This issue of PART attends to the question of art’s aspirations and limitations in the face of politics. This question has its origins just prior to the French Revolution in the circle of artists around Jacques-Louis David, who initially supported the upheaval and later found himself caught up in that revolution’s infamous implosion. The Enlightenment notion that art has a role to play in politics has been repeatedly revised during the two subsequent centuries with varying degrees of optimism and skepticism, but it is still very much with us—even if only, as I argue in my contribution, as a “specter” that continually posits, in the words of Jacques Derrida, “the principle of some responsibility, beyond all living present, within that which disjoins the living present, before the ghosts of those who are not yet born or who are already dead…”[1]

We are cleaved from Enlightenment, modernist and avant-garde political art by our consciousness of their collective “failure” or incompletion. Before this historical burden, there are two scholarly options: to unearth lesser-known initiatives towards efficacy in the art of the past, and/or to scrutinize the contemporary possibilities for politically efficacious art appropriate to our own historical moment. Toward these two ends, the contributors to this issue explore a diverse selection of work and historic and geographical contexts. Toby Norris reviews the heated and broad debate over politics in art in France’s turbulent 1930s. Kris Belden-Adams, writing about the same period, discusses the American context—the last moment in which our government was truly committed to funding art. My text theorizes the effect of the 1960s and 1970s on our present art-historical thinking. Stephen Gardner looks at the 1990s in newly “democratized” Russia with his discussion of the performance artist Oleg Kulik (an excellent example of the adaptation of 1960s/1970s art practices in the present). Katherine Gressel is also positioned towards this decade in her consideration of the socially oriented, collaborative performance projects of Suzanne Lacy. Siddarth Puri traces the history of queer performance in India—a hybrid of Western conventions and a specifically local response to a sociopolitical issue.
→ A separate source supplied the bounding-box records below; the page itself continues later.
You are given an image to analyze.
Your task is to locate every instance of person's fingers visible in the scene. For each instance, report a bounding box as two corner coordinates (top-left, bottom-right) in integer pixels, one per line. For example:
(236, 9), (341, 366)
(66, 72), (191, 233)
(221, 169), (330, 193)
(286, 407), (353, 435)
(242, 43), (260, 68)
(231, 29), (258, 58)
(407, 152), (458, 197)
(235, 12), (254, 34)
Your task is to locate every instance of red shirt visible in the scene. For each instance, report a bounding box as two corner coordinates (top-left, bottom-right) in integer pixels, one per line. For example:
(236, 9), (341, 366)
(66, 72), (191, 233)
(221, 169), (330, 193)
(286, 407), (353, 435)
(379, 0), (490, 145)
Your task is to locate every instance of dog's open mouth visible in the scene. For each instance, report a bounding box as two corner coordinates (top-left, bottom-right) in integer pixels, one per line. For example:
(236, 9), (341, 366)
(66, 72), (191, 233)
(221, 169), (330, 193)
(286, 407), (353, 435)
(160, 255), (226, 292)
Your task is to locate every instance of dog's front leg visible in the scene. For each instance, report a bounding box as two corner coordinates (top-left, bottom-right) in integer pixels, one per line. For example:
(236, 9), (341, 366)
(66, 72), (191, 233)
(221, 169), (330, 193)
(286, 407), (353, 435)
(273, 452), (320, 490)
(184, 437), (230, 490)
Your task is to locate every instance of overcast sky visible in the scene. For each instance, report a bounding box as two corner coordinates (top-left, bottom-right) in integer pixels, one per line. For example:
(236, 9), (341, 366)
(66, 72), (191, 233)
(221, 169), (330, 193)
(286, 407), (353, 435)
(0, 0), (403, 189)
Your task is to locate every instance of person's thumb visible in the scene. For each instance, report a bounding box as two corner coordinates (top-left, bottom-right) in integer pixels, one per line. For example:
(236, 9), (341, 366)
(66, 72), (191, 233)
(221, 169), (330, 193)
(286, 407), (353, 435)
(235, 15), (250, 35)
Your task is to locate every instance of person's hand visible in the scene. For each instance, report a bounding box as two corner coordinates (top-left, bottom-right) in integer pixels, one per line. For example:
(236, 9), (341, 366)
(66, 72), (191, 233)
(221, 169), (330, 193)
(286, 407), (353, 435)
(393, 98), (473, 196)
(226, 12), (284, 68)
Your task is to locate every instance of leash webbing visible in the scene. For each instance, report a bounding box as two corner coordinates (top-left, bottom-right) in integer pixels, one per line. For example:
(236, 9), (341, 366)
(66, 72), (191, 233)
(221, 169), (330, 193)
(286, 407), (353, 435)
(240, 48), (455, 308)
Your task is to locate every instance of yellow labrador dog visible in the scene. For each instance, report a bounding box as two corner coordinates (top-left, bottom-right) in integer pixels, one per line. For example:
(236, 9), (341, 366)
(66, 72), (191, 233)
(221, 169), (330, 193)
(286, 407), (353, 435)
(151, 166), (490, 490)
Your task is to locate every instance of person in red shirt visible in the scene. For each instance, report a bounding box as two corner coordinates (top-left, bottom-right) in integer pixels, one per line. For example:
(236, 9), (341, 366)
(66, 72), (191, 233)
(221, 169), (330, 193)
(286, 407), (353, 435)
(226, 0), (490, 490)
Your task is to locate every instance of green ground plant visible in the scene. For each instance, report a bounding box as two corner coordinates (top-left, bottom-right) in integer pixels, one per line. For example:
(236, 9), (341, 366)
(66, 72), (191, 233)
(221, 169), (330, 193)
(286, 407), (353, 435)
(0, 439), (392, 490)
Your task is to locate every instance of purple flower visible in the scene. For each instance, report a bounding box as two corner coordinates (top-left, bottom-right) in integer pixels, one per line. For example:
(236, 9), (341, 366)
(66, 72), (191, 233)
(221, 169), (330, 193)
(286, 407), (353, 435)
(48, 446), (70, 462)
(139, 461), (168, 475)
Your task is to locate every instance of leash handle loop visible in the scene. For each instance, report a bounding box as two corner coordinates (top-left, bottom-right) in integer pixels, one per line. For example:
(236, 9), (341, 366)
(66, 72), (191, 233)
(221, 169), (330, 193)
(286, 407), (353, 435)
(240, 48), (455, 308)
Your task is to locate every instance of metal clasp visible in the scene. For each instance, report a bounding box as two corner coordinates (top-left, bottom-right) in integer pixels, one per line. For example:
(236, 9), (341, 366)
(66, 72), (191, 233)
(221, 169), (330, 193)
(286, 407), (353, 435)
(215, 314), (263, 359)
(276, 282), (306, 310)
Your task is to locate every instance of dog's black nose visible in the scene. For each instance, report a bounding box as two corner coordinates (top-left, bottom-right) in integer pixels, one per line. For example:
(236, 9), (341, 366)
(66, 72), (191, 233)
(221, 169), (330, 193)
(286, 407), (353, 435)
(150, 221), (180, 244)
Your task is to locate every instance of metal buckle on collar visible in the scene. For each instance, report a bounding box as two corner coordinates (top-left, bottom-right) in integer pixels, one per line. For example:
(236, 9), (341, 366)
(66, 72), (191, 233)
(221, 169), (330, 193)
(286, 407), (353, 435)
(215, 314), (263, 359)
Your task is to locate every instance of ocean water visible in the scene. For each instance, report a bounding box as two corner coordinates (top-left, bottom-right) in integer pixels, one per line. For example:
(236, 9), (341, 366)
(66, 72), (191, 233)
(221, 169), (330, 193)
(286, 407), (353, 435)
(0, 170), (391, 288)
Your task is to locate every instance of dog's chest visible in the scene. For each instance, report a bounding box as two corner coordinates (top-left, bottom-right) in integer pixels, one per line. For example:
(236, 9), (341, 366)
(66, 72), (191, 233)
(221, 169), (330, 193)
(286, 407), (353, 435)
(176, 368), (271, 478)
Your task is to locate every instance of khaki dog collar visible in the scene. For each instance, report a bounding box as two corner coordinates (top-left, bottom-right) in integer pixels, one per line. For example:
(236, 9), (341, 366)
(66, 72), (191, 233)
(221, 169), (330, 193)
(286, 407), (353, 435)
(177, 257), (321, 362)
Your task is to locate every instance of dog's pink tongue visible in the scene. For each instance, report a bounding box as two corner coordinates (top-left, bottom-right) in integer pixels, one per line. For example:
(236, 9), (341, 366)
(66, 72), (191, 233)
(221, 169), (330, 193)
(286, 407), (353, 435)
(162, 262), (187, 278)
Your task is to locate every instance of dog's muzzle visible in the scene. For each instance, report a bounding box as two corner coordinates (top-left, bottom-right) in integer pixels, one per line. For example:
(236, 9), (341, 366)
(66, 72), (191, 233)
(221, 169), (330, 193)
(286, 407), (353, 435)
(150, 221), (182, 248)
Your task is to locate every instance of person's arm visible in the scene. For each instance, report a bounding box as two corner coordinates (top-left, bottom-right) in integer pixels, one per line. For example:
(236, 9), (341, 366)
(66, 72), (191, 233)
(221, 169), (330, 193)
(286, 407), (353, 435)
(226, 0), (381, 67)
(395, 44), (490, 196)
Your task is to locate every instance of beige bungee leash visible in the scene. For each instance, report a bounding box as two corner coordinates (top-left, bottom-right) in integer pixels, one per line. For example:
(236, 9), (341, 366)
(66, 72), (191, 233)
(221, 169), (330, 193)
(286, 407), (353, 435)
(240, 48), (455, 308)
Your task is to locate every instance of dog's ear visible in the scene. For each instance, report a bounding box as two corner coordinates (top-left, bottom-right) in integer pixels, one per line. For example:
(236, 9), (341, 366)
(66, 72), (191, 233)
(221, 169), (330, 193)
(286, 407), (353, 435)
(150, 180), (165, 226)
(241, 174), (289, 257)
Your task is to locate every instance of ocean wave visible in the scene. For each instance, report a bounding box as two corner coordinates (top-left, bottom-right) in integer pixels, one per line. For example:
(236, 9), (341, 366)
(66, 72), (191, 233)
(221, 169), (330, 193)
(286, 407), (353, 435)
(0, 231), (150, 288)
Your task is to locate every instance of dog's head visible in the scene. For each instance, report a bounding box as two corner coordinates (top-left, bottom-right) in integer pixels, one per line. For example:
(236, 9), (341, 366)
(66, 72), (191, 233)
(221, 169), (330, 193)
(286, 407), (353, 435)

Natilee Harren eyes the mega-exhibitions of the 00’s in her discussion of the Utopia Station project, while Amanda Brown critiques a particular case: the New York Museum of Modern Art’s recent acknowledgment of contemporary “Islamic art” in last spring’s Without Boundary: Seventeen Ways of Looking show. Alan Moore, who like myself intuits a “ghost—which we may suspect is ’68-style activism,” outlines the recent artistic tendency to blend art and activism in quasi-academic settings. Finally, overviews of the recent Portraits of Grief project that was installed in the CUNY Graduate Center galleries last year and an interview with the editors of the blog American Coprophagia demonstrate possibilities for new media in the recent American political climate. Contrary to those who would claim that both art and art history are apolitical realms today and that critical theory is “dead” in terms of use value, the heterogeneous methods and subject matter herein attest that the problematic of efficacy remains a trenchant one for both scholars and practitioners of art.

New York, NY
March 1, 2007

[1] Jacques Derrida, Specters of Marx: The State of the Debt, the Work of Mourning, and the New International, trans. Peggy Kamuf (New York: Routledge, 1994), p. xix.